Which they did. Reforming at around the time of a procession of cash-driven “reunion” tours by people who should have known better was perhaps a typical case of Go-Betweens bad-timing-by-association, and there were many, even some of the old faithful, who couldn’t quite get back in the groove. But the rewards were certainly there. “The Friends of Rachel Worth”, the comeback album, was a little bit stitched together, although Grant's “The Clock” suggested that they had really returned, and for all the right reasons. By the time of “Bright Yellow Bright Orange” there was a sense of them becoming, slowly, a seamless unit again.
This was the point, also, at which they played Tilley’s Devine Cafe in Canberra. We thought that we had arrived too late to get a seat, but I happened to spot a former work colleague occupying a table of his own directly below the right-hand side of the stage, at which there were two empty chairs. Adam didn’t seem to mind us crashing his party. As the support band, Architecture in Helsinki, went through their instrument-swapping routine, Grant and Robert were sitting right behind us, in the shadows, watching the band and getting a feel for the crowd. (It was a big crowd; Canberra may not have that many Go-Betweens fans but we were all there, and some of us must have brought along our friends.) When the Go-Betweens hit the stage, Grant was directly in front of, and above, us. I spent a lot of the show watching him, admiring his quiet intensity and the way that he seemed happy for Robert to hog the limelight. It was a great show. The list of songs they didn’t play would have made up a pretty solid greatest-hits package.
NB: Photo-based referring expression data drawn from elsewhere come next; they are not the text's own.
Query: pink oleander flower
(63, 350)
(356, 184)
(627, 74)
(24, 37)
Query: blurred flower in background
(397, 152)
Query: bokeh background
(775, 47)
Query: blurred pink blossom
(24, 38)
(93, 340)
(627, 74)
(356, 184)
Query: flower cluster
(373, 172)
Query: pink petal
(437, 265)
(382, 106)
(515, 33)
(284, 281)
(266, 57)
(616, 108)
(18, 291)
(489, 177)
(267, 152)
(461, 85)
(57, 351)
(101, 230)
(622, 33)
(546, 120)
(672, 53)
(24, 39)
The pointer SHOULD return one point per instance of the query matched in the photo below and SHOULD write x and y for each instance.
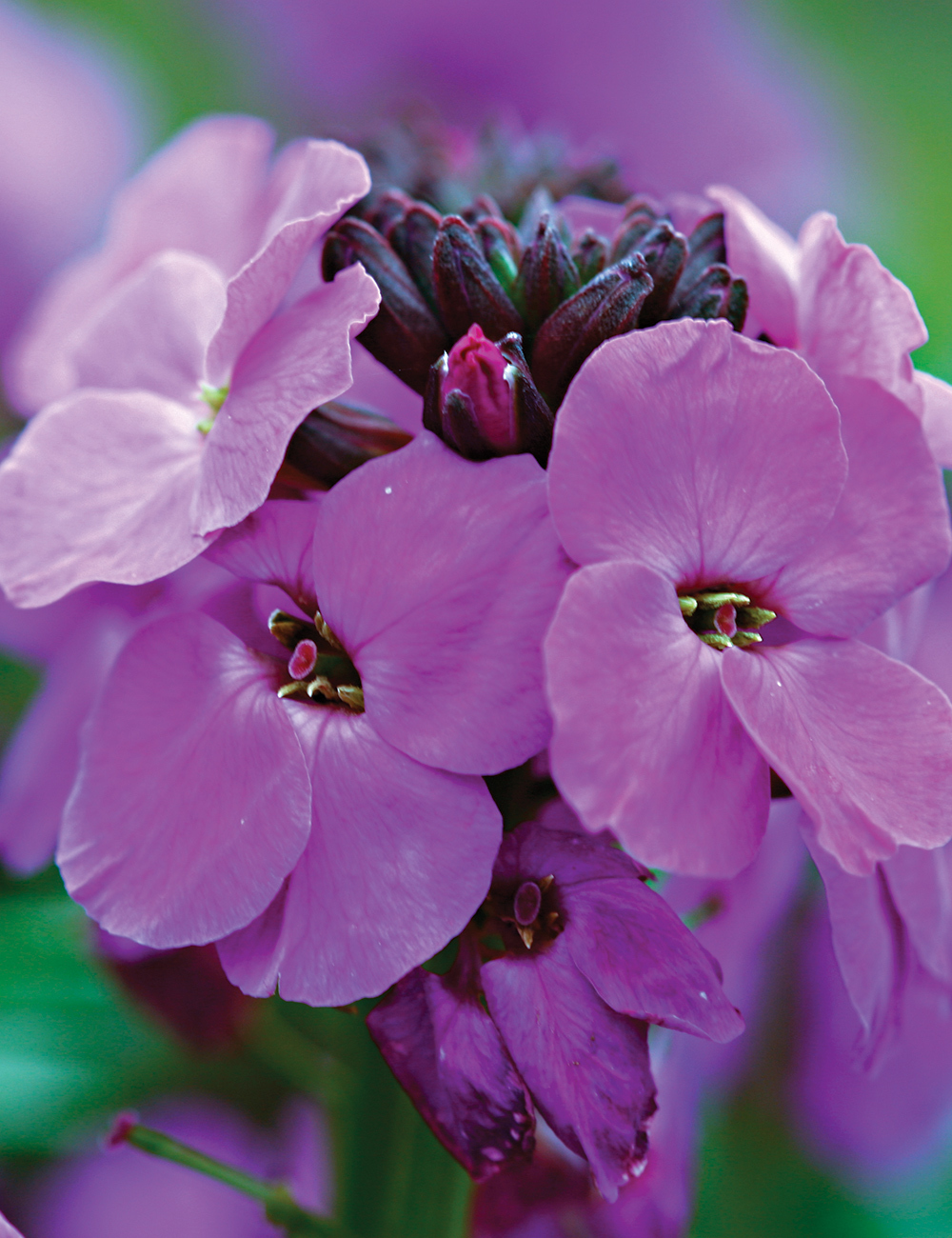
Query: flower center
(724, 617)
(318, 668)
They were kind and generous performers, and, one thought, grateful, too, for this second chance.
“Oceans Apart” dropped a year or so later. It demonstrated, amply, what the previous two albums had hinted at: that the Go-Betweens mark II were every bit as good as the Go-Betweens mark I. Grant had written something of a sequel to “Cattle and Cane” in "Boundary Rider", and Robert gave us what may be his song for the ages, “Darlinghurst Nights”. It all seemed too good to be true.
They toured Canberra again. Money being, as it always seems to be around here, tight, I decided to pass it up this time, secure in the knowledge that I had seen a great show by them in recent memory, and that they would be back again some day. I was wrong on the second count.
It is impossible, at this point in time, not to think about Robert Forster. Maybe it is possible to imagine a future in which he pursues a sporadic solo career as something of an antipodean Paul McCartney, not too worried about what other people think of what he is doing but also not resting on his past fame as a Go-Between. But it is much too early for any of that. Me, I can’t quite bring myself to put on a Go-Betweens record just yet.